Law CPLR 4549 – The (New) New York Speaking Agents Rule. It’s About Time!
Picture yourself walking down the aisle of your local supermarket. You’re pushing a full shopping cart, not noticing an open box of rice on the floor directly in front of you. Your foot hits the rice, and you slip and fall. You know immediately that your leg is broken because you felt it snap. X-rays confirm the diagnosis, and you are told that you need surgery and will be in a cast for at least 6 weeks. You begin to wonder – will all your medical bills be covered; what about lost wages; and will you have a viable claim against the store for pain and suffering?
You’re not feeling very happy, but you are relieved about one thing. A maintenance employee from the store witnessed your fall and stated, “Oh, I was supposed to clean that up a half-hour ago, and I just didn’t get to it. I’m so sorry!”
Common sense would tell you that that statement is an admission by a store employee that he was negligent – he knew about the dangerous condition which caused your accident; he was supposed to clean the condition, and he failed to do so. You figure that since the store employs the maintenance guy, the store would be responsible for his actions. So, while your leg may hurt, you find some comfort that at least you’ll be able to prove negligence against the store.
Until very recently, however, the law in New York would have excluded that statement at a trial against the store. Prior to the addition of New York Civil Practice Law and Rules (CPLR) Section 4549, that statement was considered to be Hearsay, and therefore inadmissible in Court. The reasoning was that the employee was not authorized to speak for the store; he was merely authorized to clean the floor.
Traditionally, out-of-court statements are not admissible in evidence under the Hearsay Rule; generally speaking, a witness is not permitted to testify as to what someone else said. However, there are exceptions to that Rule. One example is known as the “excited utterance”. If someone blurts out a response to a startling event, the law considers that statement to be more reliable, and therefore admissible as an exception to the Hearsay Rule. In your case, the maintenance employee was pretty startled; he just saw someone fall on a condition that he was supposed to clean up, and he’s pretty sure that he’s going to get blamed. And yet, the statement was previously inadmissible.

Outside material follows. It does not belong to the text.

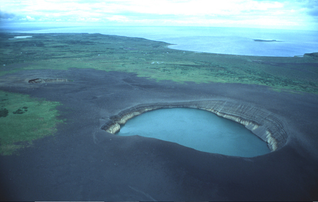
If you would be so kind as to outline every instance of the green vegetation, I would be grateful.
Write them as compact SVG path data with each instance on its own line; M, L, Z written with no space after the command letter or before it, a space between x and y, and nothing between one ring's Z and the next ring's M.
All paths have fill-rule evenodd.
M62 122L56 118L59 104L0 91L0 154L12 154L32 140L53 134Z
M9 39L25 35L32 37ZM240 83L318 93L316 54L236 55L174 50L169 45L97 34L0 33L0 76L22 69L89 68L158 81Z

What does CPLR 4549 actually change?
Happily, CPLR 4549 now permits the use of statements like the one above. That means that you as the accident victim (or anyone else that heard the statement, such as your friend, sibling, spouse, or any other witness) can testify that the statement was made, and a jury can consider that statement as proof of the employee and store’s negligence. As another example, say you are a pedestrian and are hit by a truck that was delivering furniture for a local store. You were in the crosswalk, the light was in your favor, and for whatever reason, the driver just didn’t see you. When he gets out of the vehicle, that’s the first thing that he says. That statement is now admissible in Court pursuant to CPLR 4549.
CPLR 4549 is a game-changer. Statements which would prove liability are now admissible to do just that. Without that statement, your case against the store might not be provable. Under New York law, the fact that you fell on that rice does not in itself prove liability against the store. Obviously, the rice is not supposed to have been on the floor, but you also have to prove that the store had notice of that condition. That means that you have to prove that the store knew about the condition; that the condition was on the floor for a long enough period of time that the store should have known about the condition; or that the store created the condition. Without the above statement, it might be difficult to prove notice, and if you can’t prove notice, the case against the store will not be successful.
So hats off to the New York legislature. CPLR 4549 – it’s about time!